Mar 10, 2025 | Commentaires fermés sur Julius Caesar, de William Shakespeare, mise en scène d’Arthur Nauzyciel, au théâtre Les Gémeaux, de Sceaux

 

© Philippe Chandel

 

ƒƒƒ article de Sylvie Boursier

Philip Marlowe, le célèbre détective de Chandler, doit son nom au dramaturge élisabéthain Christopher Marlowe, contemporain de Shakespeare. Étonnant non, ce clin d’œil du polar à la tragédie shakespearienne ! Julius Caesar en privé, costard cravate ? Arthur Nauzyciel l’ose dans un thriller noir, une version sixties jazzy de la tragédie, inscrite à une période charnière de l’histoire américaine (John Fitzgerald Kennedy fut assassiné en 1963) avec une troupe de Boston. Douze hommes et une femme subliment la langue de Shakespeare en vo sous-titrée, un théâtre fantasmé comme un thriller où les corps s’arc-boutent dans le clair-obscur des antichambres vénéneuses – la nuit tous les politiques sont gris – genoux à terre ou bras levés pour un pacte sanglant. Les spectres shakespeariens deviennent des Hommes du président, confrontés à la mécanique du pouvoir et à la puissance de la rhétorique capable de retourner l’opinion.

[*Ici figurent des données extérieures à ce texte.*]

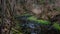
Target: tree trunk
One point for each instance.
(7, 17)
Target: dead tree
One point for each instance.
(7, 16)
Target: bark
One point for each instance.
(7, 17)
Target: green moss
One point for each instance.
(56, 25)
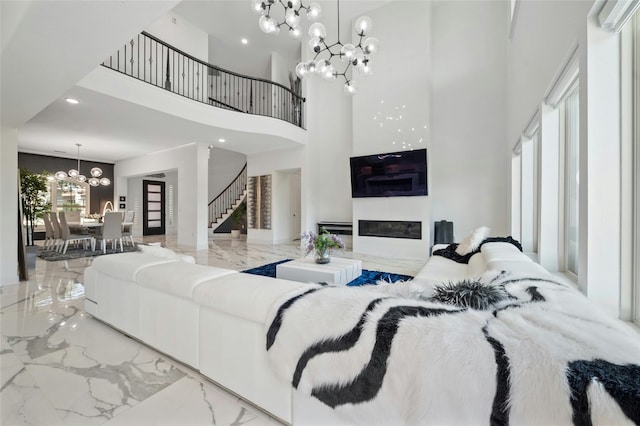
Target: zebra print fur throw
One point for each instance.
(386, 355)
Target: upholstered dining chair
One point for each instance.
(57, 231)
(111, 230)
(129, 218)
(68, 236)
(49, 236)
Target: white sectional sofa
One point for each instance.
(214, 319)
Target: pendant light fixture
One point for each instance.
(94, 180)
(333, 60)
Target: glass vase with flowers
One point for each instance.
(322, 244)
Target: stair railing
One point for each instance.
(228, 197)
(155, 62)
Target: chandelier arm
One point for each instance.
(338, 1)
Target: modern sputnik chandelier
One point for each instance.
(292, 10)
(330, 60)
(94, 180)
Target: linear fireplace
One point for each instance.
(390, 229)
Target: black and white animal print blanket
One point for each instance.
(384, 355)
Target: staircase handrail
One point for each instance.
(226, 199)
(193, 58)
(153, 61)
(229, 186)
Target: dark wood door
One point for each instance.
(153, 208)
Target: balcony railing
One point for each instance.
(156, 62)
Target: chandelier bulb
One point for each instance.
(317, 30)
(295, 32)
(259, 7)
(347, 52)
(314, 11)
(371, 46)
(363, 25)
(350, 87)
(292, 18)
(301, 69)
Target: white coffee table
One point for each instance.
(338, 271)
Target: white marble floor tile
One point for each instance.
(23, 403)
(62, 367)
(189, 402)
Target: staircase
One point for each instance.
(221, 207)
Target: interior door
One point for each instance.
(295, 205)
(153, 208)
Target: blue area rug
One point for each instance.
(367, 277)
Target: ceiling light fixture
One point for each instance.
(358, 56)
(94, 180)
(291, 17)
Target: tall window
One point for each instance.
(636, 167)
(571, 180)
(67, 195)
(530, 190)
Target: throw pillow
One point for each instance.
(473, 240)
(469, 294)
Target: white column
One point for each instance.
(548, 244)
(599, 264)
(526, 191)
(8, 206)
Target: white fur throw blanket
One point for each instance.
(382, 355)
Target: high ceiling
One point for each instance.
(111, 129)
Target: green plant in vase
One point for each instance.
(323, 244)
(33, 191)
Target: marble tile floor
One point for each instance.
(59, 366)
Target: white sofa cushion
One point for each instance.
(126, 266)
(502, 251)
(243, 295)
(179, 278)
(473, 240)
(166, 253)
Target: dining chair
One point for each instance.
(129, 218)
(111, 230)
(68, 236)
(49, 236)
(57, 231)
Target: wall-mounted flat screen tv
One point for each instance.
(394, 174)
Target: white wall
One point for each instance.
(544, 36)
(469, 159)
(277, 134)
(223, 52)
(272, 163)
(224, 166)
(181, 34)
(191, 163)
(391, 113)
(8, 205)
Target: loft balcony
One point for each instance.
(156, 62)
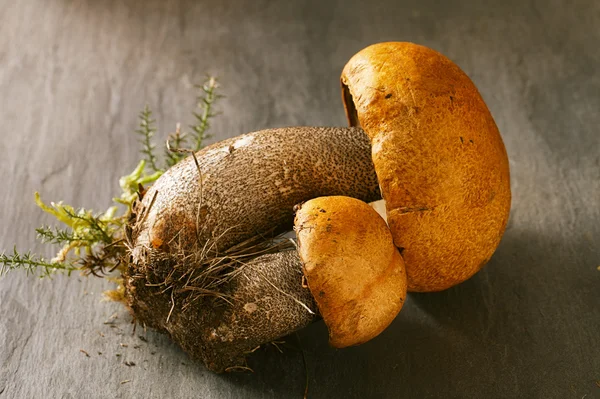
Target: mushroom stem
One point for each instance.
(265, 300)
(198, 223)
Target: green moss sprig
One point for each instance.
(91, 242)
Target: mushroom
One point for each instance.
(202, 266)
(440, 160)
(352, 267)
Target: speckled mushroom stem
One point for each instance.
(240, 188)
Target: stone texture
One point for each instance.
(74, 74)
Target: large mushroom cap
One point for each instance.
(354, 272)
(440, 160)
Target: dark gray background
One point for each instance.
(74, 74)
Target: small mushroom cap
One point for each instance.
(352, 267)
(439, 158)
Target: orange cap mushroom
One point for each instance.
(439, 158)
(353, 269)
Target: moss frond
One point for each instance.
(206, 101)
(32, 263)
(146, 130)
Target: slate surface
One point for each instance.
(74, 74)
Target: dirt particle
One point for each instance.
(250, 307)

En politique comme chez les malfrats, il pleut des coups tordus, suspens et retournements de situations garantis.

Brutus (Neil Patrick Stewart) est un naïf tourmenté, qui croit sauver la démocratie romaine en assassinant César (Dylan Kussman), son ami, et ne fait que précipiter sa chute dans les bras de Marc Antoine (Daniel Pettrow). Erreur fatale ! Julius Caesar tord de plus en plus le cou aux institutions démocratiques et mène une campagne populiste, mais le peuple l’admire. « Préférez-vous César vivant, argumente Brutus, et mourir esclaves, ou César mort, et tous vivre libres ? César m’aimait, je le pleure. Il connut le succès, je m’en réjouis. Il fut vaillant, je l’honore. Mais il fut ambitieux et je l’ai tué. ». L’enfer est pavé de bonnes intentions, Brutus paiera de sa vie sa méprise.

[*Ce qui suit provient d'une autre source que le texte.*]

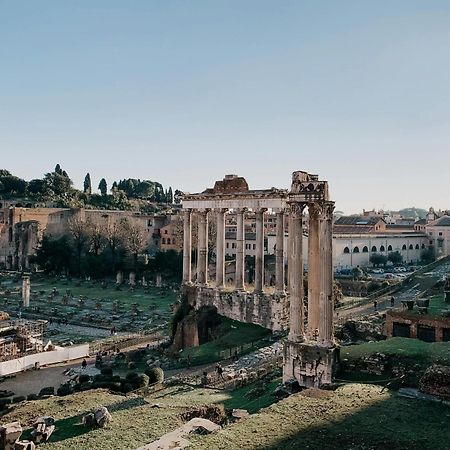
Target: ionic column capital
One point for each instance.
(327, 210)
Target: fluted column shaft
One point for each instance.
(187, 246)
(240, 253)
(220, 249)
(296, 326)
(326, 337)
(259, 256)
(314, 266)
(279, 253)
(202, 262)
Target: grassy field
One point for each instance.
(154, 304)
(352, 417)
(419, 351)
(232, 335)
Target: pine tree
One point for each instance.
(87, 184)
(103, 187)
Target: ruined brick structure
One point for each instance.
(310, 354)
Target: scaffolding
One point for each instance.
(21, 337)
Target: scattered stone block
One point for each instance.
(9, 434)
(102, 416)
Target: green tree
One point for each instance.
(395, 258)
(377, 259)
(87, 186)
(59, 184)
(13, 185)
(103, 187)
(53, 255)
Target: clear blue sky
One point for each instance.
(184, 92)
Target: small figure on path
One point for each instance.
(219, 371)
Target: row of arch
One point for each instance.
(365, 249)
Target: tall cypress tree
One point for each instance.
(87, 184)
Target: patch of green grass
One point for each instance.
(422, 352)
(232, 335)
(353, 417)
(240, 399)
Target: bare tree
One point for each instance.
(135, 239)
(97, 237)
(79, 234)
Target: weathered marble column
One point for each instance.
(259, 256)
(187, 246)
(279, 253)
(220, 249)
(326, 337)
(296, 326)
(202, 259)
(314, 265)
(240, 249)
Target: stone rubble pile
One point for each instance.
(43, 428)
(436, 381)
(9, 438)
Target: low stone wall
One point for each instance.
(411, 325)
(61, 354)
(267, 310)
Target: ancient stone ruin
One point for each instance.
(310, 354)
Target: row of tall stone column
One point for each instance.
(202, 246)
(319, 325)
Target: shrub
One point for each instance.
(84, 378)
(106, 370)
(64, 389)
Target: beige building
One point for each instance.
(21, 229)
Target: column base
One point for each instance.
(309, 364)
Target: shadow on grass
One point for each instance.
(393, 424)
(72, 427)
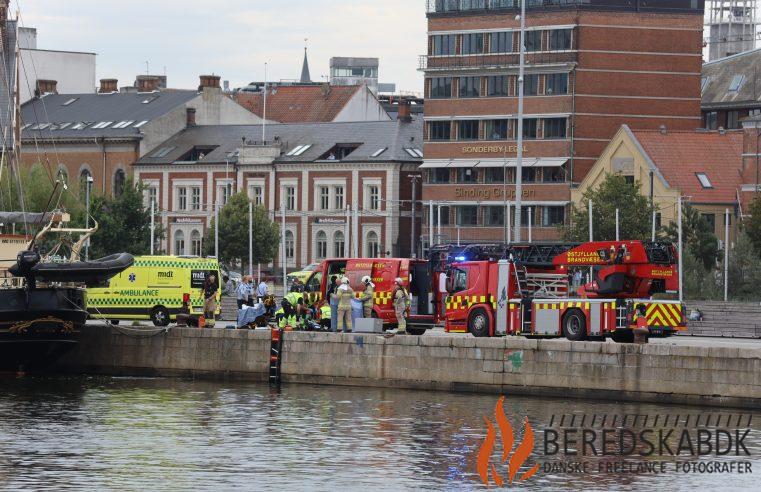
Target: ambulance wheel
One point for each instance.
(160, 316)
(478, 323)
(575, 325)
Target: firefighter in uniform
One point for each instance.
(345, 294)
(367, 297)
(401, 300)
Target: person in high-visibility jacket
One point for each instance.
(345, 294)
(367, 297)
(401, 303)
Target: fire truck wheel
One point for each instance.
(478, 323)
(574, 325)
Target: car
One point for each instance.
(302, 275)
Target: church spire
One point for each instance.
(305, 78)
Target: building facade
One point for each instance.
(343, 188)
(590, 67)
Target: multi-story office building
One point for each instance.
(591, 66)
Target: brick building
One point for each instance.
(590, 67)
(345, 187)
(101, 135)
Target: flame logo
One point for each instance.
(522, 452)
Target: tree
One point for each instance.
(123, 223)
(698, 238)
(233, 233)
(753, 225)
(613, 193)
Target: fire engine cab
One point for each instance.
(580, 291)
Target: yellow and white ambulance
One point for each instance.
(153, 288)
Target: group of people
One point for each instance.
(247, 295)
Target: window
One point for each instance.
(554, 127)
(496, 85)
(195, 243)
(534, 40)
(256, 194)
(195, 198)
(528, 174)
(494, 216)
(290, 246)
(470, 86)
(372, 245)
(529, 128)
(290, 197)
(324, 198)
(560, 39)
(466, 175)
(711, 220)
(439, 175)
(339, 197)
(556, 83)
(712, 120)
(443, 45)
(443, 213)
(441, 87)
(467, 215)
(737, 82)
(322, 245)
(733, 119)
(472, 44)
(496, 129)
(339, 246)
(120, 179)
(468, 130)
(494, 175)
(531, 85)
(179, 243)
(704, 181)
(553, 216)
(373, 197)
(501, 42)
(439, 130)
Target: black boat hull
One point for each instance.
(39, 326)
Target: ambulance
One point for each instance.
(383, 271)
(153, 288)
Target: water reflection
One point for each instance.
(121, 433)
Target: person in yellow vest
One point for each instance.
(367, 297)
(401, 301)
(345, 294)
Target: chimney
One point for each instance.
(404, 111)
(108, 85)
(147, 83)
(209, 81)
(46, 87)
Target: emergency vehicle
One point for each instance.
(153, 288)
(528, 289)
(415, 275)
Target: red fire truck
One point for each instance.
(414, 273)
(530, 289)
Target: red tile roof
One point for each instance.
(679, 155)
(300, 104)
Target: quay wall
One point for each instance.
(716, 376)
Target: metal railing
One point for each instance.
(488, 60)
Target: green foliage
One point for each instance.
(233, 233)
(124, 224)
(697, 235)
(635, 212)
(753, 225)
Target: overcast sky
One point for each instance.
(233, 38)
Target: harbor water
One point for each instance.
(101, 433)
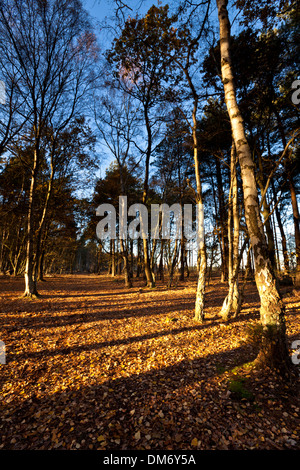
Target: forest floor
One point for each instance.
(92, 365)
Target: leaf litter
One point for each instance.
(93, 365)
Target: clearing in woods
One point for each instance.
(91, 365)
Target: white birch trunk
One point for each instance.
(274, 350)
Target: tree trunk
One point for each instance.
(200, 293)
(232, 300)
(273, 351)
(296, 219)
(286, 261)
(222, 223)
(30, 282)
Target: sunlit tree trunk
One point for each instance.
(30, 281)
(273, 351)
(232, 301)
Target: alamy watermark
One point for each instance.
(165, 222)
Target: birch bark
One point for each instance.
(273, 351)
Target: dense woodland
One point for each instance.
(187, 102)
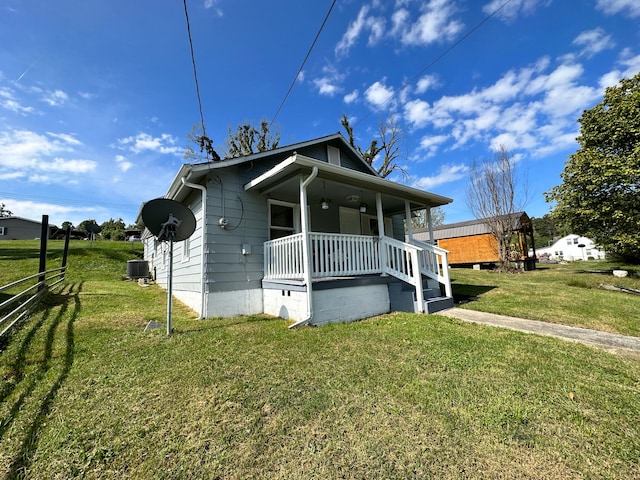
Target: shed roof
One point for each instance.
(468, 228)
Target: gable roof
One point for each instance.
(20, 219)
(195, 171)
(469, 228)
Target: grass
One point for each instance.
(84, 393)
(569, 294)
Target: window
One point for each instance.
(284, 219)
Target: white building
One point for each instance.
(572, 247)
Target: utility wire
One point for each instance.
(445, 53)
(303, 63)
(195, 73)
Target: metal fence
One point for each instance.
(19, 305)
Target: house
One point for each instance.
(308, 232)
(572, 247)
(18, 228)
(471, 242)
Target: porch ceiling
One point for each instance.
(341, 185)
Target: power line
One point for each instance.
(195, 73)
(445, 53)
(303, 63)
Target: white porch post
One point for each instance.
(306, 257)
(382, 245)
(430, 225)
(407, 214)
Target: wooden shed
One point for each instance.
(471, 242)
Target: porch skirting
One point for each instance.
(234, 303)
(330, 305)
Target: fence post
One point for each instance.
(66, 250)
(44, 236)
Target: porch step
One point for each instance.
(437, 304)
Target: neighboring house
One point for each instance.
(471, 242)
(18, 228)
(572, 247)
(308, 232)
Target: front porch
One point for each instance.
(353, 277)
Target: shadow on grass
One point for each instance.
(23, 458)
(468, 293)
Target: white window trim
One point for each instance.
(296, 216)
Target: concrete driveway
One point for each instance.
(610, 341)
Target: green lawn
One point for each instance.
(84, 393)
(567, 294)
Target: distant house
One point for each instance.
(471, 242)
(18, 228)
(308, 232)
(570, 248)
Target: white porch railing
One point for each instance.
(283, 258)
(339, 255)
(434, 263)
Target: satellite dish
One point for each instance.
(168, 219)
(172, 221)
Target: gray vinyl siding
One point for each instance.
(227, 268)
(20, 229)
(186, 271)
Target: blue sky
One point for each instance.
(97, 97)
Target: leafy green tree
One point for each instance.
(89, 226)
(113, 229)
(546, 229)
(600, 193)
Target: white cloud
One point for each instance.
(55, 98)
(353, 32)
(378, 94)
(417, 112)
(612, 7)
(9, 102)
(351, 97)
(446, 174)
(435, 24)
(511, 10)
(427, 82)
(330, 83)
(593, 42)
(142, 142)
(431, 143)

Caius (Mark Montgomery), Brutus et consorts chuchotent, un verre à la main, dans le hall d’entrée d’un parti politique, au Sénat peut-être, décoré du gisant de César relooké à la Andy Warhol. Casca (Roy Faudree), un des conjurés, se dandine passablement aviné, la cravate de travers, il aura toujours l’air d’un noctambule entre deux eaux. Les ombres se projettent sur des panneaux, de palabre en conciliabule le complot se dessine, économie de gestes, efficacité maximum, aucune grandiloquence. L’espace s’ouvre ensuite sur l’arène d’un hémicycle qui rappelle la salle Art déco du Grand Rex, temple du cinéma mais aussi du spectacle, aux gradins rouge incarnat, dont la photographie nous fait face (magnifique décor de Riccardo Hernandez). Sous les savants pinceaux lumineux de Scott Zielinsky, des espaces vont s’ouvrir ou se fermer, laissant apparaître l’appartement de Brutus aux meubles rétros ou l’enceinte du Sénat réuni pour le couronnement de Caesar, on se croirait à Cinnecita.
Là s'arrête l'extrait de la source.